Ve yine de buradayız: Juventus bu hafta sonu rakipleri Inter Milan'ın sadece bir puan gerisinde; bunda hiç biri içki içebilecek kadar yaşlı olmayan Fabio Miretti, Samuel Iling-Junior ve Kenan Yıldız'ın çabaları sayesinde çok önemli.
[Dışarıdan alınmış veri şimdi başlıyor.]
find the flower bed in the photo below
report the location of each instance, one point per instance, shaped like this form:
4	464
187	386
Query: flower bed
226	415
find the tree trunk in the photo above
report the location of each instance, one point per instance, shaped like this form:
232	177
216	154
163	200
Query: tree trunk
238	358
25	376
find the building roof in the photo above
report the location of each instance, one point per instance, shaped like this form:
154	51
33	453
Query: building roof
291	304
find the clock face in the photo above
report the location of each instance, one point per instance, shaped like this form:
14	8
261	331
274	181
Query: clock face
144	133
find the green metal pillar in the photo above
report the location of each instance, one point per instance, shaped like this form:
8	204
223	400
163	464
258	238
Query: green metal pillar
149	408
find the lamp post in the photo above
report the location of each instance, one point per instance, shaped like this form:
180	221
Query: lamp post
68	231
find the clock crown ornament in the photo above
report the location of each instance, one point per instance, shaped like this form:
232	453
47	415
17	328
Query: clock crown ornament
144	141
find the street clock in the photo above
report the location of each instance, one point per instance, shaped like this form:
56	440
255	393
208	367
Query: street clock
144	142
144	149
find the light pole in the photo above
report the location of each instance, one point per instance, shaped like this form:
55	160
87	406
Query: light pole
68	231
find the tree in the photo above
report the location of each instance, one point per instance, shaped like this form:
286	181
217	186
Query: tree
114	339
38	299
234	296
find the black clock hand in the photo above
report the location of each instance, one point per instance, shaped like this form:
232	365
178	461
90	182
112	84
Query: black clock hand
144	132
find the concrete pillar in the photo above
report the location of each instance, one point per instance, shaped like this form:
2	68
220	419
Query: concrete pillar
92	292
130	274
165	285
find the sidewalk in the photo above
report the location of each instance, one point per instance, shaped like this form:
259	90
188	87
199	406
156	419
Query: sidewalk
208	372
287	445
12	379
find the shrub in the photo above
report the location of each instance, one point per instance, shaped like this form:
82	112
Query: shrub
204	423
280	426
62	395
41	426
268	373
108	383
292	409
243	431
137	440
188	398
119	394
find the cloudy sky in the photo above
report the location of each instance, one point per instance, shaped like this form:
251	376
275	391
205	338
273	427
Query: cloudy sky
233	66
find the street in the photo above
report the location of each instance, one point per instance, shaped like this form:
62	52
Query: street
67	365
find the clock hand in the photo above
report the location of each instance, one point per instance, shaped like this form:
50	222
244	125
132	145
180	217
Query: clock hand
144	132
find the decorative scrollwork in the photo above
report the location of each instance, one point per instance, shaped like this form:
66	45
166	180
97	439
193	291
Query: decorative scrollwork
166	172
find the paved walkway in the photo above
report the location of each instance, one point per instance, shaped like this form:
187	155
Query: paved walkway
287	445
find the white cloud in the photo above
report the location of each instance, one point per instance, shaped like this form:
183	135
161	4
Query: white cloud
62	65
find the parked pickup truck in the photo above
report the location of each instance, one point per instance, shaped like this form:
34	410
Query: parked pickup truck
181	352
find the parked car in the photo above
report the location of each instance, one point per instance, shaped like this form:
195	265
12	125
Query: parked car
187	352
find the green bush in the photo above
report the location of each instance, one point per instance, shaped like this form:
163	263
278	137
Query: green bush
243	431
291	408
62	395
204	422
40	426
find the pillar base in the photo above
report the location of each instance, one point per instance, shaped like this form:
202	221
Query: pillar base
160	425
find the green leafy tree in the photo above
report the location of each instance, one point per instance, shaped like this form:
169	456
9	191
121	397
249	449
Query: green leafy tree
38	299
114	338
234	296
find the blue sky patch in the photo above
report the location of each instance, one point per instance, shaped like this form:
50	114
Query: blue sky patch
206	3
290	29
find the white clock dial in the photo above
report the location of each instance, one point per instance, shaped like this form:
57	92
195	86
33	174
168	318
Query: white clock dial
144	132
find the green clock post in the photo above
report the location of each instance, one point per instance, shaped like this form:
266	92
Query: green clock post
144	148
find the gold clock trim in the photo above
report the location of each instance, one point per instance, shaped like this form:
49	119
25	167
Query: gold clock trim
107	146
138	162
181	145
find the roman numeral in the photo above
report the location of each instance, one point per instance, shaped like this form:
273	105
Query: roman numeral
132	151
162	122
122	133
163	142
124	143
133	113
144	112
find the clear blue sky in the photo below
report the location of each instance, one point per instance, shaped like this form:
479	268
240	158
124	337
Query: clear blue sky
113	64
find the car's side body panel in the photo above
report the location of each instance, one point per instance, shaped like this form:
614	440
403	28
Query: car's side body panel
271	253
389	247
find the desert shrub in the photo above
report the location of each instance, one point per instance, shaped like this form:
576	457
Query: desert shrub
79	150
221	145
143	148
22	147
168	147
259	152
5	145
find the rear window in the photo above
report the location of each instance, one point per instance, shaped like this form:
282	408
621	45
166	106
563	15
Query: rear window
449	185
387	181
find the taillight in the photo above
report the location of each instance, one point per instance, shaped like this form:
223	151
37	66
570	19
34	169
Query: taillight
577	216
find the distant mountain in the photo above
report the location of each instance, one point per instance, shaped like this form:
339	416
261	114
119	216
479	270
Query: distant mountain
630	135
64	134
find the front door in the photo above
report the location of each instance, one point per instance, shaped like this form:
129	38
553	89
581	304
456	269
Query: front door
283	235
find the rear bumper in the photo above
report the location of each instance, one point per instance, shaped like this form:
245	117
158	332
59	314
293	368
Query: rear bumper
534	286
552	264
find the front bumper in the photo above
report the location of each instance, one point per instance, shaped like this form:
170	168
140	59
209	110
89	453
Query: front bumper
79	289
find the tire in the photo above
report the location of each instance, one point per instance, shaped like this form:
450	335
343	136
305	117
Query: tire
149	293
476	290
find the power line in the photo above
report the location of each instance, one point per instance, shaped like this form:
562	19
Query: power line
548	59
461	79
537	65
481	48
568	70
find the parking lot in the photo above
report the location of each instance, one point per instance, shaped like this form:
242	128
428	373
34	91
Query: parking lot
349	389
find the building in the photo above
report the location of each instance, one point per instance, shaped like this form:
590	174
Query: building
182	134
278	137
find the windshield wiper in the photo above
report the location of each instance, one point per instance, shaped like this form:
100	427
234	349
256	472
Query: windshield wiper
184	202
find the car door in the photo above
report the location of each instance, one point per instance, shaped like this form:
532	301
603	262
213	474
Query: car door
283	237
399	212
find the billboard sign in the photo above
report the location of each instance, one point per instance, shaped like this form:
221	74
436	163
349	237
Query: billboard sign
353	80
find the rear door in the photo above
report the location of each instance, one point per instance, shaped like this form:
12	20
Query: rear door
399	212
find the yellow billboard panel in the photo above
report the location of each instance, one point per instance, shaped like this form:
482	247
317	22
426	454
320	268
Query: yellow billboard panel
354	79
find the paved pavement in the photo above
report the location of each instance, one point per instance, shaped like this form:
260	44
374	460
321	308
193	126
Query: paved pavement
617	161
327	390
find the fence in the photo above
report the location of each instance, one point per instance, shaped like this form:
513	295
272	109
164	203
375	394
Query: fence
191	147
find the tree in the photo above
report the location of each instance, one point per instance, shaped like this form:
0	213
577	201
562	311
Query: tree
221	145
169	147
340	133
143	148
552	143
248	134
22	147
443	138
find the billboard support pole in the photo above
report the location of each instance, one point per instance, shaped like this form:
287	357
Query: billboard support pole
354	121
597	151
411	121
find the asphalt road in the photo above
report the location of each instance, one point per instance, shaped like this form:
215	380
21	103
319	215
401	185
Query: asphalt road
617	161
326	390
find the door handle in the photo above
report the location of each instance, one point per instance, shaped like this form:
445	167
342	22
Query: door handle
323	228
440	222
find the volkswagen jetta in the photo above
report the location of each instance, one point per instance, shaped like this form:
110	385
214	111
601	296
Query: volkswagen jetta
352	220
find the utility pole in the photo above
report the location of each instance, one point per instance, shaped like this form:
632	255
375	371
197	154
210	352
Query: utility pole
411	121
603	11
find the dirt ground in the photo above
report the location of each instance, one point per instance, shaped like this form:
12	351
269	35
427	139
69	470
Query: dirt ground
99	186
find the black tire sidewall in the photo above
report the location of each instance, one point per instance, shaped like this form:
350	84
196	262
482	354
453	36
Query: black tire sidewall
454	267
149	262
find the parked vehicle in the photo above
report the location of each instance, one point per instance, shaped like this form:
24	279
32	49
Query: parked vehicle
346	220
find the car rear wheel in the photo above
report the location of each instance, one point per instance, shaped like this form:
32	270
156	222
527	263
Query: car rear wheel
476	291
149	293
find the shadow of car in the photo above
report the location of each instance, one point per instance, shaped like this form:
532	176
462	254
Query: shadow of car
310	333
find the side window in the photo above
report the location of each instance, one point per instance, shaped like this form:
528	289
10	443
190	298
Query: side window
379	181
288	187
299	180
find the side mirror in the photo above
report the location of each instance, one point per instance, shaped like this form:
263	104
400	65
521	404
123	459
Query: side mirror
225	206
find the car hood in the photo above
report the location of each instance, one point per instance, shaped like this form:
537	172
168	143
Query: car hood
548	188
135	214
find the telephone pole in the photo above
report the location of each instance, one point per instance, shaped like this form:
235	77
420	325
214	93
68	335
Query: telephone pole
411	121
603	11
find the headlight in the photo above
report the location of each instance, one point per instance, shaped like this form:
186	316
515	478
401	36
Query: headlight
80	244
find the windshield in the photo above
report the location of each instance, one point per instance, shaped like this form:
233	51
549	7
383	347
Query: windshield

BİZ.

Çoğu zaman olduğu gibi, onların ortaya çıkışı bir dereceye kadar gerekliliğe atfedilebilir – eğer Juventus'un son birkaç sezonu bu kadar zor olmasaydı büyük olasılıkla onlara bir şans verilmezdi – ama burada da yenilik söz konusu.

2018'de Juventus, İtalyan futbol kurallarındaki değişiklikten yararlandı ve ülkenin bölgesel üçüncü liginde artık adı Juventus Next Gen olarak değiştirilen bir gençlik takımıyla sahaya çıkmaya başladı. Amaç, gelecek vaat eden genç oyunculardan bazılarını, gençlik maçlarının kısır atmosferinden uzakta, önemli olan futbol türüyle tanıştırmaktı.

Miretti, Yıldız ve Iling-Junior, Matías Soulé (sezon için kiralık) ve İtalya'nın ara sıra ortaya çıkan ancak güvenilir bahis skandallarından birine bulaşması nedeniyle yükselişi sekteye uğrayan Nicolò Fagioli gibi dişlerini burada kestiler. Bunda Juventus'un tüm meslektaşları ve rakipleri için bir mesaj var: İşleri farklı yapmak, yalnızca ara sıra sonuç doğuracaktır.


Manchester United'ın Marcus Rashford'un yoğun sosyal programına yanıt vermesi ve en azından forvetin refleks olarak penaltıya ulaşmak yerine desteğe ihtiyaç duyabileceği fikrini kabul etmesi birçok açıdan takdire şayan. Futbol standartlarına göre bu durum tehlikeli derecede ilerici kabul ediliyor.

Kulübün – ya da en azından koçu Erik ten Hag'ın – Jadon Sancho'ya ve onun çeşitli protokol ihlallerine karşı nispeten sert duruşunun bu durumu bir şekilde baltalaması çok yazık. Belki de Rashford'unkinden çok daha kötüydüler. Belki de bunların gerçekleştiği bağlam açıkça farklıydı. Yine de en azından disiplinin vazgeçilmezden ziyade vazgeçilebilir olana verildiği izlenimini veriyor.